Starring: Aurora Perrineau, Jaden Piner, Jill Marie Jones, Rob Zabrecky, Charley Palmer Rothwell

 On the morning of Halloween, a mixed-race family receives a prank message saying they have been "Boo'ed", and that they need to pass on the "curse" before midnight or they will suffer supernatural consequences. While the youngest, Caleb, is very disturbed by this, his deeply religious father dismisses it out of hand. However later that night, each of them is confronted by a malevolent spirit…

There are certain films which can hook you with their very first image. I AM NOT A SERIAL KILLER and LET HER OUT are two prime examples of this - hitting you with a shot that entices the eye and draws you into the film immediately. Then there are others which take an initial scene to play out - the remake of THE TOWN THAT DREADED SUNDOWN with its long tracking shot, for example. BOO! Falls into this second category. It's prologue begins with a long rotating shot of kids in costume, trick-or-treating, establishing the time, then an aerial tracking shot of a car, slowly making its way through the suburban streets, while ominous synth score builds the tension. It is a great start to an interersting take on the haunted house genre.


 The most interesting aspect to BOO! Is the family front and centre in the film. The father, James is a deeply religious man who frustrated by his family's lack of Faith. Daughter Morgan is a beautiful young woman who had tried to commit suicide when younger and is in a state of rebellion against her parents (who seem pretty damn liberal, especially when they learn she's got a tattoo). Mother Elyse has a dark secret which has led her to anti-depressants and alcohol to cope. And then there is Caleb, the youngest, who has to deal with all of this on a daily basis. It's clear from the drawings and sculptures he's created in his room that he has a very dark imagination already, and now his dad's actions have allowed a ghost into their home…

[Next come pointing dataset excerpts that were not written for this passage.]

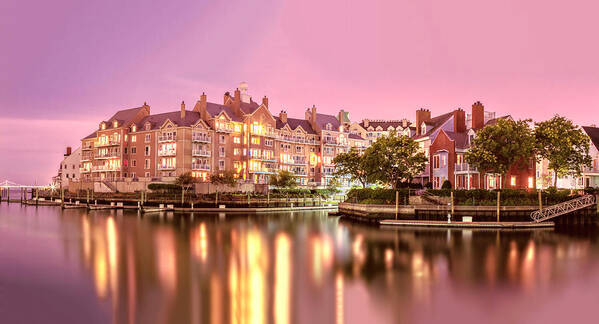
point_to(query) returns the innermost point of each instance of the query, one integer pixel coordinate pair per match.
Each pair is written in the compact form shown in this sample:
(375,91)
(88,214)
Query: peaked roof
(460,139)
(294,123)
(215,109)
(249,107)
(435,123)
(593,133)
(385,124)
(175,116)
(323,119)
(123,116)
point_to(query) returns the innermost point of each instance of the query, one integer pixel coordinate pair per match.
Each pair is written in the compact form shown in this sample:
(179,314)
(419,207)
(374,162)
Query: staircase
(563,208)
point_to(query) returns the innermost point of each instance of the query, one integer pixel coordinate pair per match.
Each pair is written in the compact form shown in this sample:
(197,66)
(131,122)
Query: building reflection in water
(247,270)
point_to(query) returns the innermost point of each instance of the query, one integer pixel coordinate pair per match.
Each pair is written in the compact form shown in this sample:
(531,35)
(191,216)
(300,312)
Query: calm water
(114,267)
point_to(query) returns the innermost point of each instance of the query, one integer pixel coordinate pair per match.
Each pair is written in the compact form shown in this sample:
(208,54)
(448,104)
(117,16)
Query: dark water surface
(114,267)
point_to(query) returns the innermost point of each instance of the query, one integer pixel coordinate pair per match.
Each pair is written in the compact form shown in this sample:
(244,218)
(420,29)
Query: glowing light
(282,279)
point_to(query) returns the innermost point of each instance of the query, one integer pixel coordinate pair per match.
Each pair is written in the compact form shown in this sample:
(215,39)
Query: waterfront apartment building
(589,176)
(239,135)
(447,138)
(69,168)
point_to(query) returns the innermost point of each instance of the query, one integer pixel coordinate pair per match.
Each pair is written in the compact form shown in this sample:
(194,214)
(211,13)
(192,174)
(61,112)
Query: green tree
(497,147)
(186,181)
(284,179)
(394,159)
(351,164)
(564,145)
(225,178)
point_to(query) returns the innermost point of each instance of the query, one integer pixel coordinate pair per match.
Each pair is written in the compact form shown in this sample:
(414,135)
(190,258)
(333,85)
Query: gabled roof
(249,107)
(385,124)
(356,136)
(435,123)
(215,109)
(156,121)
(294,123)
(460,139)
(323,119)
(593,133)
(123,116)
(92,135)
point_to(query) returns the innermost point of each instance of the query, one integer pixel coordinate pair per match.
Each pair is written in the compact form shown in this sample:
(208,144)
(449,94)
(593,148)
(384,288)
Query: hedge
(378,195)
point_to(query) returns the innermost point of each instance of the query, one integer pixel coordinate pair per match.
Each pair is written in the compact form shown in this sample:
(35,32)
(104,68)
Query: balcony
(591,170)
(224,128)
(464,167)
(167,138)
(200,166)
(105,168)
(167,152)
(107,155)
(110,142)
(201,138)
(200,153)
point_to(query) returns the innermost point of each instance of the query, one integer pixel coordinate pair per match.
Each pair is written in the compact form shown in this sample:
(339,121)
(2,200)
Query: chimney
(422,116)
(478,116)
(459,121)
(237,102)
(200,107)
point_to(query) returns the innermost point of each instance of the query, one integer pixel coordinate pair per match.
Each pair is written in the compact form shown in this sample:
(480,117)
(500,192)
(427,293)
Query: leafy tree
(284,179)
(226,178)
(564,145)
(497,147)
(351,164)
(393,159)
(446,185)
(185,181)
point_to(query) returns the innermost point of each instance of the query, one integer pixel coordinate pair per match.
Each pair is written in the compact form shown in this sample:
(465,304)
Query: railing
(102,168)
(110,142)
(563,208)
(171,152)
(167,138)
(225,128)
(591,170)
(464,167)
(201,138)
(106,155)
(200,166)
(200,153)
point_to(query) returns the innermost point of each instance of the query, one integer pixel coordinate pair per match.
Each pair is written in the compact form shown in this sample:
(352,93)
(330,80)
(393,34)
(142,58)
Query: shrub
(446,185)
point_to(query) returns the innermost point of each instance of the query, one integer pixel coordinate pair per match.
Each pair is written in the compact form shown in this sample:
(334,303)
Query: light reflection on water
(280,269)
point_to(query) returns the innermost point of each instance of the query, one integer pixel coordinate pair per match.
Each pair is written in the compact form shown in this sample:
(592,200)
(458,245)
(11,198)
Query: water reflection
(309,269)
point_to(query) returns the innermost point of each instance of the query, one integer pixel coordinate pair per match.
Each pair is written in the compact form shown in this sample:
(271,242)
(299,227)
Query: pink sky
(66,65)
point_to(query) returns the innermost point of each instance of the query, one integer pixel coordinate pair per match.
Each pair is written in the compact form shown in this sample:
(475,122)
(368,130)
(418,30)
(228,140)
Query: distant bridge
(12,185)
(563,208)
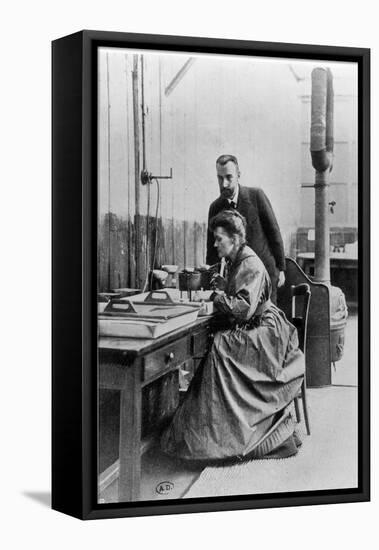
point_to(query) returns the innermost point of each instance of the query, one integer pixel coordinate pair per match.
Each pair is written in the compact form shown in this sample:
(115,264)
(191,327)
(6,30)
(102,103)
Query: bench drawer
(166,358)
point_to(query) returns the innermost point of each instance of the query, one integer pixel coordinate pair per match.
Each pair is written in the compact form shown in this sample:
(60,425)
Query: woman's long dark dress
(237,402)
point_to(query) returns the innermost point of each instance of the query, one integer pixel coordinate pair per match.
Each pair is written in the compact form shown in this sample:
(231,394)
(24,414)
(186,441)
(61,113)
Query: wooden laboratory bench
(129,365)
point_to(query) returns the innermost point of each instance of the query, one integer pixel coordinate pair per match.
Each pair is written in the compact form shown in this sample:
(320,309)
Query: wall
(245,106)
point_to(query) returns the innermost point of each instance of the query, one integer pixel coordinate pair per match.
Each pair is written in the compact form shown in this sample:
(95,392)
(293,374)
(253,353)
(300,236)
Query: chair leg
(297,409)
(305,408)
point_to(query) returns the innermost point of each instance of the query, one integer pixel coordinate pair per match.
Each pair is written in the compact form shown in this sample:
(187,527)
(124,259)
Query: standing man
(262,229)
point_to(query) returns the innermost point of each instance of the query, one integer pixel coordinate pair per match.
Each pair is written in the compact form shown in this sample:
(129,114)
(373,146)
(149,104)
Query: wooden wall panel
(239,106)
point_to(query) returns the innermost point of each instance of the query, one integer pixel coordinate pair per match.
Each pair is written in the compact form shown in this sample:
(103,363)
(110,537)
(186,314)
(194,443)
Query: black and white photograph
(227,275)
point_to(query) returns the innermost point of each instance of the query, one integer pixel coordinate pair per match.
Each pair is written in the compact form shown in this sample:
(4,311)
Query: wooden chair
(300,298)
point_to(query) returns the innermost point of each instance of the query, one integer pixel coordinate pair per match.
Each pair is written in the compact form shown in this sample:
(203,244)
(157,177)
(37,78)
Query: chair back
(300,298)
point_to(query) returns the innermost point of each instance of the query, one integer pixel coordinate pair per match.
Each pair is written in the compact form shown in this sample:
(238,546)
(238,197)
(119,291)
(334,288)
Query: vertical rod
(109,175)
(136,169)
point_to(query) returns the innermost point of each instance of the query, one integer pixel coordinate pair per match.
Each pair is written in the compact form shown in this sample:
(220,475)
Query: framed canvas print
(210,274)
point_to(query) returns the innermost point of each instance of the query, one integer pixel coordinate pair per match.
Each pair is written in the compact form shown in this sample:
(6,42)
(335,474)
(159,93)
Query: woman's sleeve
(249,286)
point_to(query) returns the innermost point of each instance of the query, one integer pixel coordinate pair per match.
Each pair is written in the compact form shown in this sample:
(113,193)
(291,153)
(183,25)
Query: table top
(140,346)
(332,256)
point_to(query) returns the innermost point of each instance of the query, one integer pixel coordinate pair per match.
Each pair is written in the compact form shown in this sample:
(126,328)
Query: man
(262,231)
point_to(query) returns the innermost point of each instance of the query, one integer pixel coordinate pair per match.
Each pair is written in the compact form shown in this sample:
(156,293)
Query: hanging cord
(156,230)
(147,240)
(148,269)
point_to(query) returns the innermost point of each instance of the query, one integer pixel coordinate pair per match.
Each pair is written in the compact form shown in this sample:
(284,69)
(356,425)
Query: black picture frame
(74,272)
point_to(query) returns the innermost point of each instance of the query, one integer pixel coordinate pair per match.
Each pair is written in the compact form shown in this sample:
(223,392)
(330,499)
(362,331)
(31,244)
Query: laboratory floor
(327,458)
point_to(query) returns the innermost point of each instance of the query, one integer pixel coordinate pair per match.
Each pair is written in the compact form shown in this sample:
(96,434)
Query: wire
(148,269)
(156,227)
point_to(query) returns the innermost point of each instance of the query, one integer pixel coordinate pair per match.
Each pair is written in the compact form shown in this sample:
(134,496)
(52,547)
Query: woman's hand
(218,282)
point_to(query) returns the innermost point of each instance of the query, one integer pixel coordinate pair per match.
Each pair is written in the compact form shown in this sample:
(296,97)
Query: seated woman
(237,405)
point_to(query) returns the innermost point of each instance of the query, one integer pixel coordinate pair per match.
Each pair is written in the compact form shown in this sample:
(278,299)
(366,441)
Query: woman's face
(224,244)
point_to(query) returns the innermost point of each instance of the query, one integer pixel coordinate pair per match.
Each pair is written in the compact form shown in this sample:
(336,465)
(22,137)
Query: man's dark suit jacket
(262,231)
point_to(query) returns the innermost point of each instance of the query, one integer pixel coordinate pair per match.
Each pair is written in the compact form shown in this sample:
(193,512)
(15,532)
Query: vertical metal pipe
(322,238)
(137,251)
(321,151)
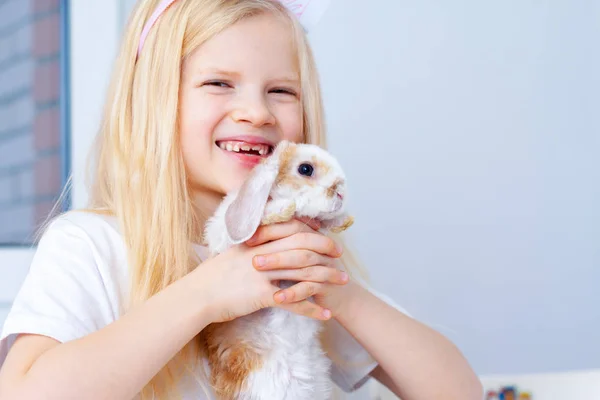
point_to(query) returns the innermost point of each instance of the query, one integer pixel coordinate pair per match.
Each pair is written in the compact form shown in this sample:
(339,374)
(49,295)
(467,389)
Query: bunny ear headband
(307,11)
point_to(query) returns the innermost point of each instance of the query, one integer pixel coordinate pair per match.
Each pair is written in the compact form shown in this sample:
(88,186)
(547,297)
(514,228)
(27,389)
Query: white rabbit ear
(245,212)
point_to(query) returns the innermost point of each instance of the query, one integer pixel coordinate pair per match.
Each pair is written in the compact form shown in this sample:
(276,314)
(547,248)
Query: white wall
(471,136)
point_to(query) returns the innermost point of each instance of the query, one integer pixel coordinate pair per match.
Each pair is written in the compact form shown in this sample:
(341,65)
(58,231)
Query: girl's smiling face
(240,95)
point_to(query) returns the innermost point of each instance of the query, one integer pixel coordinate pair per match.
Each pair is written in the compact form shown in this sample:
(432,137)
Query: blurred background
(470,134)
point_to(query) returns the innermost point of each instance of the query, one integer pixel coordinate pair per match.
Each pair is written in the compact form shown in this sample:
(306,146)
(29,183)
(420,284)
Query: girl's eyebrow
(295,80)
(218,71)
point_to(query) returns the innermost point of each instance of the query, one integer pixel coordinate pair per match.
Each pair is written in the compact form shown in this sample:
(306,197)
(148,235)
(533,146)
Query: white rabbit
(274,354)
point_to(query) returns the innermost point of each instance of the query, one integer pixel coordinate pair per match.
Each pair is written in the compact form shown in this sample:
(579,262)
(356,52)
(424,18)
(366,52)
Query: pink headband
(308,11)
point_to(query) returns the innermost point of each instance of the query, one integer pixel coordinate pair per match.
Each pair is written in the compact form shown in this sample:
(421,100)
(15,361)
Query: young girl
(117,295)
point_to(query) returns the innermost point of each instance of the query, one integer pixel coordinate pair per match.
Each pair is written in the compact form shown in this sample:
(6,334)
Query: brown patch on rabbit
(231,363)
(321,166)
(284,216)
(332,190)
(347,223)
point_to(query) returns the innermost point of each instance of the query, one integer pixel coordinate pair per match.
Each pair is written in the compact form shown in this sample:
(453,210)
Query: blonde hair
(139,174)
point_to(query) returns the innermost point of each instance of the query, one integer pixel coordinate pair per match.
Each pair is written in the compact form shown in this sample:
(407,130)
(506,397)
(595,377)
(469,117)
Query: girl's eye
(284,91)
(217,84)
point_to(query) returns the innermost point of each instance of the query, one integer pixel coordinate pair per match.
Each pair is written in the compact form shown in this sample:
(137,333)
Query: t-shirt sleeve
(63,295)
(351,363)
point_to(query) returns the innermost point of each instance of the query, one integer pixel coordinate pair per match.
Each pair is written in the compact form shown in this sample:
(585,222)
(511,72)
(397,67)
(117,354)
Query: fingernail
(260,261)
(280,297)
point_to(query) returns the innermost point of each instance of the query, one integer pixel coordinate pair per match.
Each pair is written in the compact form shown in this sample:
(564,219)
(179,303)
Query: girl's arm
(112,363)
(415,362)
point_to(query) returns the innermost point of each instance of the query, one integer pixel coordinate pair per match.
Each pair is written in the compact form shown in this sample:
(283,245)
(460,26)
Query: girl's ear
(245,212)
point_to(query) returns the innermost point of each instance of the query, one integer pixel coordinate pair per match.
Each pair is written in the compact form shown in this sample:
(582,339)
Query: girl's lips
(246,160)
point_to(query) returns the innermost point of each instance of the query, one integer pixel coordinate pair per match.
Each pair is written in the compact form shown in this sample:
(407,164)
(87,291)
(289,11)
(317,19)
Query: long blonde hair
(139,174)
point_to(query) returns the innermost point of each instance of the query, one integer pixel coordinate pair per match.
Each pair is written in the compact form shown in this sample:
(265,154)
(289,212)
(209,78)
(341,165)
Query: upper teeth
(262,149)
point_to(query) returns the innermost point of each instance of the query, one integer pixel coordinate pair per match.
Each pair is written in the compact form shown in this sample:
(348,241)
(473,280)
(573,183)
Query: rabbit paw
(278,212)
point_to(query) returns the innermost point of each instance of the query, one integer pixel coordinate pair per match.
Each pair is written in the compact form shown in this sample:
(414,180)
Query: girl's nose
(253,110)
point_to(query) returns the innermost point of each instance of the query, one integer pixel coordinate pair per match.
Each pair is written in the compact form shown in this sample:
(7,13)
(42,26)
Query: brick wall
(30,163)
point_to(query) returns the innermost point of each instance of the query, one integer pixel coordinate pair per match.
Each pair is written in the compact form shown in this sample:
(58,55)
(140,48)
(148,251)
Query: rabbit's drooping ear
(244,214)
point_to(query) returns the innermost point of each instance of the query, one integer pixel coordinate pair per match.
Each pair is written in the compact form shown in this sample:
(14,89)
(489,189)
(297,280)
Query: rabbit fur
(274,354)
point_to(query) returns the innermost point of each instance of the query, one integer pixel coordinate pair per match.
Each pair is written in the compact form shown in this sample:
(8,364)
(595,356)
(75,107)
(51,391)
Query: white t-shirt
(78,282)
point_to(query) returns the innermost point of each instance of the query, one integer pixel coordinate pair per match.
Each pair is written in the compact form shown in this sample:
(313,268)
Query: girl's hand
(303,266)
(233,285)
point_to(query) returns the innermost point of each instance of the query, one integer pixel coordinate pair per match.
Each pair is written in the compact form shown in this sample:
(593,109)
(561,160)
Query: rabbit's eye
(305,169)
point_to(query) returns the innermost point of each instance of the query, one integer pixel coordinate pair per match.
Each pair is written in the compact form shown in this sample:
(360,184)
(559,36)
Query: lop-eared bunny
(274,354)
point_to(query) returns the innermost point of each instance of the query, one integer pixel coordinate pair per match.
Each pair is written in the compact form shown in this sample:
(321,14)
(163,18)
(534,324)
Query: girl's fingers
(313,241)
(317,274)
(298,292)
(307,309)
(267,233)
(291,259)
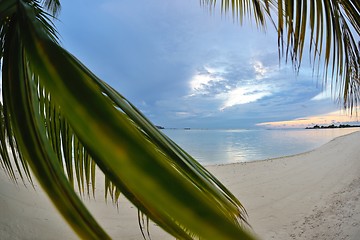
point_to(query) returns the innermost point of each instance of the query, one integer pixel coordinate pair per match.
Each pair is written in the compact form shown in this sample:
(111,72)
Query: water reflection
(229,146)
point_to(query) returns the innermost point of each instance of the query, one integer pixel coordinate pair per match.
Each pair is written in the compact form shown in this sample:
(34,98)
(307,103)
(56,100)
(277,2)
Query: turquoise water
(240,145)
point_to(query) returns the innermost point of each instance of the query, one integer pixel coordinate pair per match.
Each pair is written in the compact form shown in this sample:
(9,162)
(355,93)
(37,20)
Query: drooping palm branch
(57,114)
(60,120)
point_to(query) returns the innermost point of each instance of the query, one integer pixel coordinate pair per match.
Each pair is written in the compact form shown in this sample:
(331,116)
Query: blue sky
(183,66)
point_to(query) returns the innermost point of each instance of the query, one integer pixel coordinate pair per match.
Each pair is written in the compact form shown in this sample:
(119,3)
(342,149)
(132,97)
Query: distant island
(333,126)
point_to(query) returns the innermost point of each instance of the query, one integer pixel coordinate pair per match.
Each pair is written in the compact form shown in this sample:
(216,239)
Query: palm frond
(331,29)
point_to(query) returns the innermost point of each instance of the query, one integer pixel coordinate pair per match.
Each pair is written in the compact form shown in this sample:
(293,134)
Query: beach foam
(315,195)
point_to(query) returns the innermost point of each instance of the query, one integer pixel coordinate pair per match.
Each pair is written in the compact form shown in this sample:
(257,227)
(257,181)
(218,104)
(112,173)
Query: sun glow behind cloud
(218,84)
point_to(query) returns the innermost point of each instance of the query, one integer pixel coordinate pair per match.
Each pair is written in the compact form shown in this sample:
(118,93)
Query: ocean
(220,146)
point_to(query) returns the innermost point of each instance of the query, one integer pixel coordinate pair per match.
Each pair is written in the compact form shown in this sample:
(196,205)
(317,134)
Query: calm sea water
(231,146)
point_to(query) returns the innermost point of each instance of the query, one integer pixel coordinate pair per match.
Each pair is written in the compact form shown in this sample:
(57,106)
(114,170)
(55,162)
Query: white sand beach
(314,195)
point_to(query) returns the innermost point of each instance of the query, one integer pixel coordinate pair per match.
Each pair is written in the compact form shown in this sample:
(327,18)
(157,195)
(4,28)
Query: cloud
(243,95)
(321,119)
(204,80)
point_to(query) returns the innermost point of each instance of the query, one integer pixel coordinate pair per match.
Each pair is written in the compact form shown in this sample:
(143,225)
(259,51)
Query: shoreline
(312,195)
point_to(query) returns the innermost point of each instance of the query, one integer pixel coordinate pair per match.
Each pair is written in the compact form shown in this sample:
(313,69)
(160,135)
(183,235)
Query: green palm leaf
(65,107)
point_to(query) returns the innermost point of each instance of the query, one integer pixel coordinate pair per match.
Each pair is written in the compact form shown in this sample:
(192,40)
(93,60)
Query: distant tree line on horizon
(332,126)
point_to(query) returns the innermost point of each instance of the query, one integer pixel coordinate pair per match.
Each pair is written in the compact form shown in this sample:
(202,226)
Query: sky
(185,66)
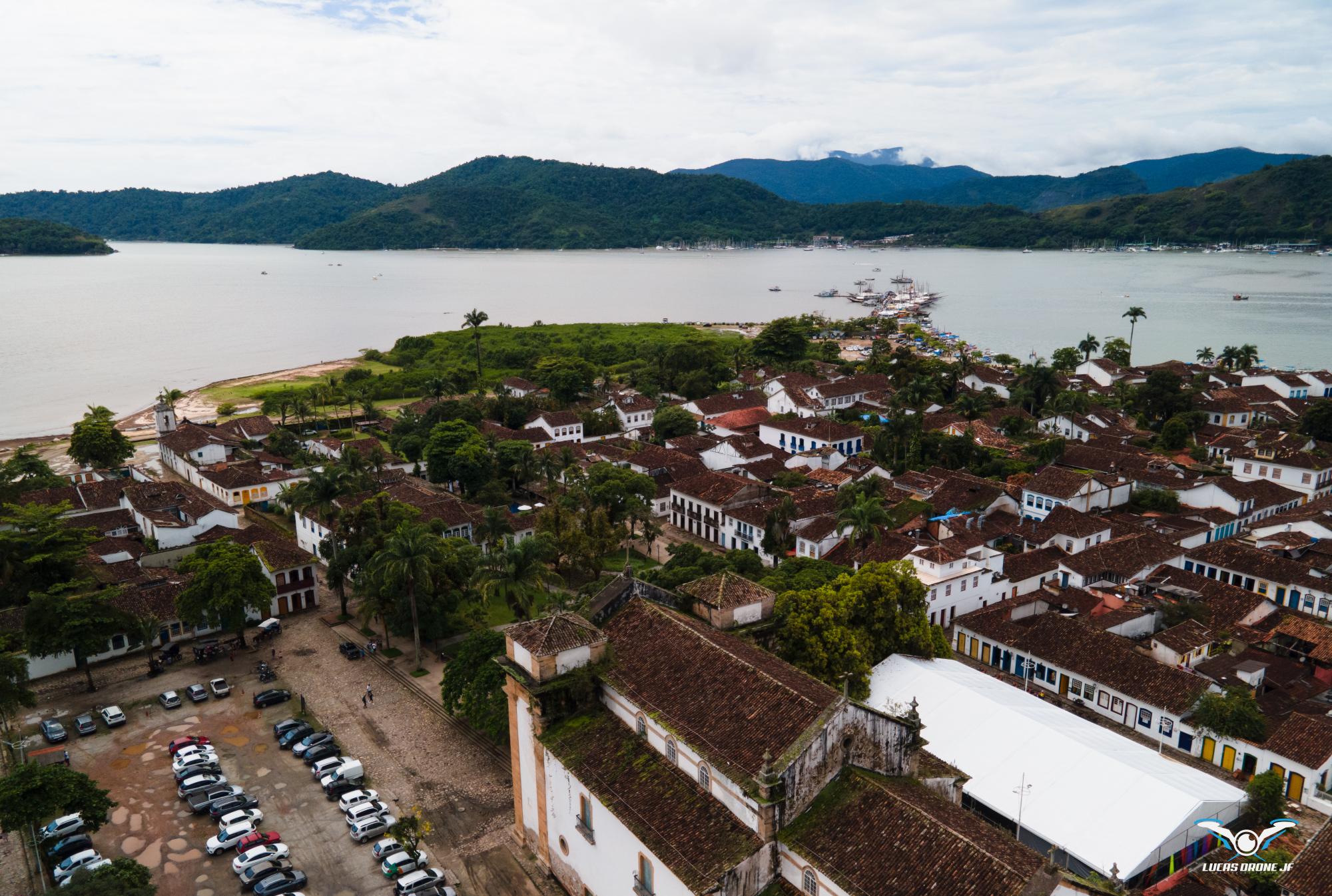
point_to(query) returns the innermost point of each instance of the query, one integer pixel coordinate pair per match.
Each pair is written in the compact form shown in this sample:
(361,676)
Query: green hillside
(272,212)
(31,238)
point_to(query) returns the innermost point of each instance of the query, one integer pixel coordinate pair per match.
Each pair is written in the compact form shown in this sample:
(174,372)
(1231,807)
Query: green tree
(38,551)
(1117,349)
(475,320)
(1233,714)
(65,621)
(408,565)
(34,793)
(1134,315)
(471,688)
(97,443)
(228,585)
(783,341)
(673,421)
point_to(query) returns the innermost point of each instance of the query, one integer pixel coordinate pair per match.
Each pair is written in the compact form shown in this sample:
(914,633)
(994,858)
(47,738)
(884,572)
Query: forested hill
(272,212)
(31,238)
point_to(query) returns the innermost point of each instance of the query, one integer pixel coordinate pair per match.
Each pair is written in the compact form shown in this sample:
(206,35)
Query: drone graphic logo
(1247,843)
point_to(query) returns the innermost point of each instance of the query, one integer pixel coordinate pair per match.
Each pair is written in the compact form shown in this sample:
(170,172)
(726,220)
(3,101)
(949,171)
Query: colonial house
(563,425)
(1056,487)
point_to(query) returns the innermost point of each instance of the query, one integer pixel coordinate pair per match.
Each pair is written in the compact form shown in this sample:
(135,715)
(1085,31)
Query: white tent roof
(1097,795)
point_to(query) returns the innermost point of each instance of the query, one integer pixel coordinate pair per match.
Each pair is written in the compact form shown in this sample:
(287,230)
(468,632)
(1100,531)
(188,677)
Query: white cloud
(207,94)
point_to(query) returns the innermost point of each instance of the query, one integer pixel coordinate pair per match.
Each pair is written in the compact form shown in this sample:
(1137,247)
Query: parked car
(54,732)
(202,801)
(74,863)
(323,752)
(419,882)
(372,827)
(227,838)
(404,863)
(356,798)
(66,847)
(230,805)
(271,697)
(188,741)
(287,882)
(263,870)
(312,740)
(256,855)
(366,810)
(258,839)
(199,784)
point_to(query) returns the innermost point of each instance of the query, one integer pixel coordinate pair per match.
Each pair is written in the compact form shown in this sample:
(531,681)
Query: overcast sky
(210,94)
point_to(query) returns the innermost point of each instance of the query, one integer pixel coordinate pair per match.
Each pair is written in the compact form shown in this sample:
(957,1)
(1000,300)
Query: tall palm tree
(475,320)
(864,520)
(1134,315)
(410,564)
(519,576)
(1088,347)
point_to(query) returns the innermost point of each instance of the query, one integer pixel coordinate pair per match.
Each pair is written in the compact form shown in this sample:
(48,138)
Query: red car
(258,841)
(180,744)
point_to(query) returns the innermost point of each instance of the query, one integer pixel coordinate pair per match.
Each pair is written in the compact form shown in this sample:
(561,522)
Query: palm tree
(1134,315)
(1088,347)
(864,520)
(492,528)
(408,562)
(519,576)
(475,320)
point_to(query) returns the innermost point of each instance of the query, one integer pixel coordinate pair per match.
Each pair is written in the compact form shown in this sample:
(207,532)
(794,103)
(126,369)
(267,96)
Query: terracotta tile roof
(1313,871)
(693,834)
(741,684)
(892,835)
(727,590)
(551,636)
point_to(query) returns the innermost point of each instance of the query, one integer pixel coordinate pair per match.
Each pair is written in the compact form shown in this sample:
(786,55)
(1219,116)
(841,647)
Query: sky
(198,95)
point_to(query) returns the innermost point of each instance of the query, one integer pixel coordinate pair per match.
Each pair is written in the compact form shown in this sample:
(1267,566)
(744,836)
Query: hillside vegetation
(272,212)
(31,238)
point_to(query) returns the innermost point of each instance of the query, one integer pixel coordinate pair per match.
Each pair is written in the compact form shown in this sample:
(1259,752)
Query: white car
(77,862)
(63,827)
(256,855)
(250,817)
(372,827)
(364,811)
(227,838)
(356,798)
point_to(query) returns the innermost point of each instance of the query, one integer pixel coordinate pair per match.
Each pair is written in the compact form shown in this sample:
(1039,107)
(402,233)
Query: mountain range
(500,202)
(882,176)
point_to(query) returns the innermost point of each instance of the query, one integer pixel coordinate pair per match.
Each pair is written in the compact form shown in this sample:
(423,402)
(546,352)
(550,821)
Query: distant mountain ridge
(888,179)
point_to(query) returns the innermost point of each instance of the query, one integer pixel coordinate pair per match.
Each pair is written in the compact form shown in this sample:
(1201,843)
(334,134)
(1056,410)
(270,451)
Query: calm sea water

 Seeing how isolated each family member is from the rest should make them easy pickings for a ghost that uses their dark secrets against them to mess with their heads and allow him to control them. However each proves just a little bit more resilient than you'd expect. Two of my favourite reaction shots come from Elyse and Morgan, when they are confronted with something spooky - Morgan pops her head into a room and is confronted with a doppelganger floating in mid-air - her reaction is to immediately slam the door closed! When Elyse spots a pram sitting in the middle of the street, in the middle of the night, she immediately runs away! Unfortunately these reactions aren't consistent throughout the film but these moments were quite refreshing.


 What the film is lacking is some context. We get to learn a little bit more about the events of the prologue (turned into an urban legend by kids) but there is no further explanation of the curse or the spirit that is haunting them. The spirit remains pretty vague throughout the film, which gives the film-makers carte-blanche as to what it can or can't do.

 From a filmatism point of view, this is very well put together. The synth score by Jon Natchez is great and at times evokes both Halloween and Mandy. As mentioned above there are some very artistic moments with framing and tracking shots, and the way certain characters are shot makes you start to wonder who's going to be the first to break.



 Although the scares are pretty conventional and the ghostly presence ill-defined, BOO! Manages to bring enough originality to the table to make it stand out. Technically well-made, with strong production values and a cast given some good background and motivation to feast on, there is much to keep you entertained here.